The analogy was a good one.
Since the Aussies signed up to a free trade deal with the world's third largest economy Japan three years ago beef imports from this country to that market have dropped by 36 percent.
That decline was likely to continue without the new international trade deal with the impossible acronym CPTPP.
The simple old Trans Pacific Partnership had "comprehensive and progressive" added to its handle by the Canadian Prime Minister Justin Trudeau after he threw an inexplicable hissy fit in Vietnam last year when he walked out on the signing.
Crowing about the benefits and how the Aussies are getting the jump on us in the Japanese market was David Parker who a year ago would have been scolded for saying such a thing in public.
His then leader Andrew Little banned his colleagues from singing the TPP's praises, essentially because it'd become National's claim to fame.
It was right up there with his gagging order on his colleagues praising the flag change that had been Labour policy for decades.
Labour claimed then that the agreement would cost five to six thousand jobs and our sovereignty would be lost, but all that's changed because a plug's been put in what they saw as God's Own going down the sink hole.
All the bad bits of the agreement have been "suspended" meaning that if Donald Trump has another rush of blood to the head they could conceivably be back on the table again.
It's unlikely that would happen, although with Trump no-one would be willing to put money on it.

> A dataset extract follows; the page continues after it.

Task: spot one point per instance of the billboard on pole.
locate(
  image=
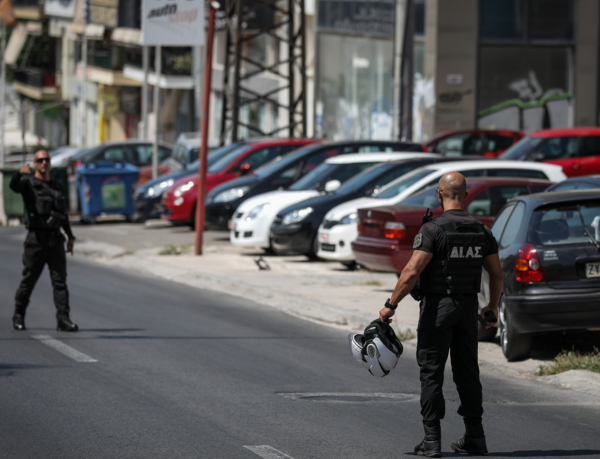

The most irksome aspect for opponents of the agreement was the ability of multinational companies to sue the Government on the international stage if it's decisions impacted on their bottom line.
Parker talked about "side letters" being signed by countries who've agreed not to go down that path with us but wouldn't say how many of these secret missives are in the mail or who wrote them.
Apparently we'll be told that when they all put pen to paper in Chile in a fortnight's time.
Even one of the old agreement's arch critics Winston Peters, whose on record as saying it's like signing a blank cheque and it's all about America's best interests, has been converted on the road to the Beehive.
So we can all rest easy, and so we should.
Being part of the CPTPP is a no brainer for our blip on the radar screen.
As Parker rightly said to be part of a trade deal with the economic sumo wrestler Japan and with the other heavyweights, like Canada and Mexico, can't help but be good for this country's economy.